Amy Salmon's E-Mail from Thailand (Part 7)

I've been teaching a lot at NES in Lamphun, a small town about 30km from Chiang Mai, which ends up being about a three-hour round-trip commute from my apartment.  I did a book which took forever to send to New York thanks to technical difficulties, the Fourth of July, and the language barrier.  I had to go to Mae Sai (to renew my visa) last week and I missed the bus back to Chiang Mai, instantly turning the day into a 13-hour "travel adventure".  So with one thing and another, I hadn't realized it'd been a while since I'd written. 

 I've gotten a great new job that kind of just landed in my lap when I wasn't looking.  I'll be teaching full time, Monday-Friday 8-3, at a private Christian academy called Dara Academy, and I start tomorrow.  I'll be teaching kindergarten classes, doing "Fun With English" -- going into their regular classes where their Thai teacher will still be there for 30-minute sessions with them.  It kind of feels like what I had with French when I was in kindergarten, and that would seem to have a nice symmetry to it, if I'm doing that now with English.  The classes are bigger than the ones at NES, significantly so, but the ones I've observed have been better in every way.  The kids are interested and well-behaved and interactive, and as an added bonus the Thai teacher is there mainly to assist with discipline if it should be needed. 

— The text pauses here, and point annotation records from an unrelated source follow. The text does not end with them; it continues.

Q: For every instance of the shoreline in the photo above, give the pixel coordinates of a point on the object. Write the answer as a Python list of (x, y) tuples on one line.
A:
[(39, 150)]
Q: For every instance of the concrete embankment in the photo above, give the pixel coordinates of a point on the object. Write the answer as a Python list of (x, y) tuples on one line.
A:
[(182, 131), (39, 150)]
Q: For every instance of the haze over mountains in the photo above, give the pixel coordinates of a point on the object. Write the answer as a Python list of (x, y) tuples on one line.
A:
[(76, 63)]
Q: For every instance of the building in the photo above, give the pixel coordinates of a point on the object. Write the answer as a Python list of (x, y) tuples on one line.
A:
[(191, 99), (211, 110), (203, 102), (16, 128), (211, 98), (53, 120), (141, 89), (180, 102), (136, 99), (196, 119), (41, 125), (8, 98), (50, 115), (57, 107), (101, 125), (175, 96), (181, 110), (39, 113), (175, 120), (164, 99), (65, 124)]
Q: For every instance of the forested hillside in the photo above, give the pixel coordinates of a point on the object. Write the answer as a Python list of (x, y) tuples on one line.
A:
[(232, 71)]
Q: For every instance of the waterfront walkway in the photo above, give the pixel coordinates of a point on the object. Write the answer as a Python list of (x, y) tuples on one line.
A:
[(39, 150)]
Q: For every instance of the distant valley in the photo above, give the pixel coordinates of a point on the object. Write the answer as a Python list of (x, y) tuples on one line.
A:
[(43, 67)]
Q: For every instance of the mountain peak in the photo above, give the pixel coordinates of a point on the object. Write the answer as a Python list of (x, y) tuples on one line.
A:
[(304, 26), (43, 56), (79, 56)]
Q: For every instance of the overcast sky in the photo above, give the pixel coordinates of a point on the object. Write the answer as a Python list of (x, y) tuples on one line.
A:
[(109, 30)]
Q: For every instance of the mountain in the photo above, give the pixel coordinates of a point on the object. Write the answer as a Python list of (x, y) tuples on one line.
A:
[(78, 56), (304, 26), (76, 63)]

They're not sure exactly what curriculum they want me to be doing since this is a new program, but I'm supposed to do things like games, activities, crafts, and songs rather than reading them stories or having them do worksheets.  They're also not sure how many classes I'll be teaching right off.  One I think will be Level One, which is 2 1/2-3 years old, and they really are seriously, seriously cute.  I'll have one of that age group and the others Level 3, two years older.  It'll be "play it by ear" for a while, but I can do that.   

I'll also be working as a sub for when other English teachers are out.  This is a huge school, age 3 to 18, with some 8,000 students and 400 teachers.  Only about 30 are English teachers, though; this is a regular school, so all subjects are taught, obviously mostly in Thai. 

The other part that excites me is that they want me to "help" with the annual end-of-school English play.  I have no idea at this point what that will mean -- I could be in charge of the whole thing, or something else entirely.  The director told me that she wanted me to start from scratch, from choosing the play to casting and directing and delegating responsibilities to everyone else.  So that's a huge responsibility, but I'd enjoy it.  It'll take a lot of patience, but so does living in Thailand in general.   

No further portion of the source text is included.